Osservazione clinica a cura della dottoressa Elena Boccalandro,
fisioterapista e osteopata del Centro Emofilia e Trombosi “Angelo Bianchi Bonomi”, Fondazione IRCCS Policlinico Milano

Le manifestazioni cliniche tipiche dell’emofilia sono sanguinamenti ricorrenti, che causano danni alle articolazioni e richiedono un approccio multidisciplinare per la gestione. Gli eventi emorragici si verificano principalmente nel sistema muscolo-scheletrico, specialmente a livello articolare. Caviglie, ginocchia e gomiti sono le articolazioni maggiormente colpite, seguite molto più raramente da spalle e anche. Dopo il verificarsi di tre o più sanguinamenti in una singola articolazione entro un periodo consecutivo di 6 mesi, l’articolazione viene identificata come articolazione bersaglio. I segni clinici dell’interessamento articolare sono difficoltà di deambulazione, mobilità ridotta e tumefazione dovuta a ipertrofia sinoviale palpabile.
A lungo termine tale condizione articolare provoca anche contratture muscolari e capsulari con artropatia invalidante.
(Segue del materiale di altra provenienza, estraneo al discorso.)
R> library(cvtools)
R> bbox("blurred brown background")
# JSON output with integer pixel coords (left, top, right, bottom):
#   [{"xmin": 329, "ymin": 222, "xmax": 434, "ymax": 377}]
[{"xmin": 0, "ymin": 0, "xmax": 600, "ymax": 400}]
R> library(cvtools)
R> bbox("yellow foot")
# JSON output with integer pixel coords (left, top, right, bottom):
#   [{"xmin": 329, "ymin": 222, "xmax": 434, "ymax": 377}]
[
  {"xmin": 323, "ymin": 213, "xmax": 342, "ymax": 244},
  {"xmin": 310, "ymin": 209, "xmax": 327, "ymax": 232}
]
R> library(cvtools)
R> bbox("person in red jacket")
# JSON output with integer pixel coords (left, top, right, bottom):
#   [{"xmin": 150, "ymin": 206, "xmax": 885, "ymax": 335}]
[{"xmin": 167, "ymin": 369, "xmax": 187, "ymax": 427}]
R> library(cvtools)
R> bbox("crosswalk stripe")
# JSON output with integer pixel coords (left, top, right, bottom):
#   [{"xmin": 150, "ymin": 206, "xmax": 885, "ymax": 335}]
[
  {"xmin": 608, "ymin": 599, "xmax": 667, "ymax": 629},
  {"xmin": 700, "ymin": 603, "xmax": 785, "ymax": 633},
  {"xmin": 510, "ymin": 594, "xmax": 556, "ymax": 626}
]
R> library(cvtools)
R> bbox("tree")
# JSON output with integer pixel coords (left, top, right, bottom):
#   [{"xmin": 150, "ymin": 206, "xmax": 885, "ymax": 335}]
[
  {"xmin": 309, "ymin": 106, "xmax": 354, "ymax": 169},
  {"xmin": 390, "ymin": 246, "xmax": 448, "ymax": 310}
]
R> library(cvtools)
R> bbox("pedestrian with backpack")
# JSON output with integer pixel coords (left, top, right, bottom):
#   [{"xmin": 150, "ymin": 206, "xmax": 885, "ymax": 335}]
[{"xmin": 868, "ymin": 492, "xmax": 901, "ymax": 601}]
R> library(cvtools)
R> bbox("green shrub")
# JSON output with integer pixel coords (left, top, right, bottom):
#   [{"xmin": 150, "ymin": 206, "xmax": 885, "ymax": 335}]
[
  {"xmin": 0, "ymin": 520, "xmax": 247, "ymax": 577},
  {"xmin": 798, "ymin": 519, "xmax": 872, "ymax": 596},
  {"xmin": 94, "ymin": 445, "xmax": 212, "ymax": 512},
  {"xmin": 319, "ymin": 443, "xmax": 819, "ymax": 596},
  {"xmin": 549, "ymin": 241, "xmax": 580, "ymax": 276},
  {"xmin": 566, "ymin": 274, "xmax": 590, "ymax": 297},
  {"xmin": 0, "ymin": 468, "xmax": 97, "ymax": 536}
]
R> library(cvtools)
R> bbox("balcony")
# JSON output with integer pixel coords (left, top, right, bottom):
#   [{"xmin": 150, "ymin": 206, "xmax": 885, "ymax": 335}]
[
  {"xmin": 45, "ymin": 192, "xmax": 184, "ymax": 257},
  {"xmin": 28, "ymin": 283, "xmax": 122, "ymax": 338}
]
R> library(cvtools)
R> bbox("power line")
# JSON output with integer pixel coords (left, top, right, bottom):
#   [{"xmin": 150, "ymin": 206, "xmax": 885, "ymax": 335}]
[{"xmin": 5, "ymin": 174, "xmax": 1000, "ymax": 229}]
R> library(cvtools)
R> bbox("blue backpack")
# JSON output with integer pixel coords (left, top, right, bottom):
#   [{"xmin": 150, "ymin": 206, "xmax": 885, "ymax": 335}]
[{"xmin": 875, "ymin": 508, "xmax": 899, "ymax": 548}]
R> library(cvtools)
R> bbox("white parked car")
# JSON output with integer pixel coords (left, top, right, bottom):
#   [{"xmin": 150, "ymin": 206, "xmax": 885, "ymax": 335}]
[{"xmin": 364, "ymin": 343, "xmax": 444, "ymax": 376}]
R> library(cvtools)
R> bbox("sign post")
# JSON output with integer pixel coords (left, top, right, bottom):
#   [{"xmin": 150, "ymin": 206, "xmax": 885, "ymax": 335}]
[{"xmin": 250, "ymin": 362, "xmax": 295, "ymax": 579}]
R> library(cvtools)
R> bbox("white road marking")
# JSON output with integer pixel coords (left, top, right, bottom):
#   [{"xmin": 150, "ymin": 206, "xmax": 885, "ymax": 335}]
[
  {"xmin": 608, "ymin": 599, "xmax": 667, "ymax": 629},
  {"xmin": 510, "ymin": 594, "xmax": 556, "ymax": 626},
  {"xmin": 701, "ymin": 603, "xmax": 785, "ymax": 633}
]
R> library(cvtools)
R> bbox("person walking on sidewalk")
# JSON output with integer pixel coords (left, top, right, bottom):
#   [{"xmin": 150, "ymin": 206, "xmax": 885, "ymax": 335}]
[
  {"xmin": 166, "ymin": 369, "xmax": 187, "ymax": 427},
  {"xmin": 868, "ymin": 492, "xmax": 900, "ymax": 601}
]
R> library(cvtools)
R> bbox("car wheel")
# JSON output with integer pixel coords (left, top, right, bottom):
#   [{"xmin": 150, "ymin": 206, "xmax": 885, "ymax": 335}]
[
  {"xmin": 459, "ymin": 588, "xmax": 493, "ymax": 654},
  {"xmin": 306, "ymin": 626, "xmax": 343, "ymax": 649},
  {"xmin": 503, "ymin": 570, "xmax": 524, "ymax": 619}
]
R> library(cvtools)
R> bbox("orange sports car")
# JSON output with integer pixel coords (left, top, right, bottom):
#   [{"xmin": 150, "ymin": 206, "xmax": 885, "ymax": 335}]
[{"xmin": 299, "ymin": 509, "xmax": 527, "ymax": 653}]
Nell’emofilia, il sanguinamento muscoloscheletrico è stato classificato come traumatico o spontaneo: quest’ultimo interessa quasi esclusivamente pazienti con malattia grave o moderatamente grave.

Ma qual è la vera causa di queste emorragie? Sono veramente spontanee come generalmente affermato?
L’osservazione clinica ci suggerisce che nelle persone e particolarmente nell’infante con emofilia A o B grave, gli emartri non si verificano spontaneamente ma sono invece la risposta a ripetute sollecitazioni sull’articolazione al momento di azioni motorie ben definite. Le manifestazioni clinicamente più evidenti sono sanguinamenti muscolari o articolari ed avvengono non appena il bambino inizia a muoversi e a camminare. Questi eventi emorragici sono localizzati più frequentemente nelle ginocchia, nelle caviglie o nei gomiti, le principali articolazioni di sostegno durante le attività motorie del bambino. La spiegazione razionale di questo fenomeno può essere compresa osservando lo sviluppo motorio dell’infante che, a partire dai 6-9 mesi dopo la nascita, raggiunge tappe motorie importanti. La padronanza della posizione seduta e la curiosità legata alla necessità di raggiungere oggetti vicini sono i meccanismi che favoriscono il primo sviluppo psicomotorio e poi, passo dopo passo, l’inizio delle prime strategie motorie funzionali.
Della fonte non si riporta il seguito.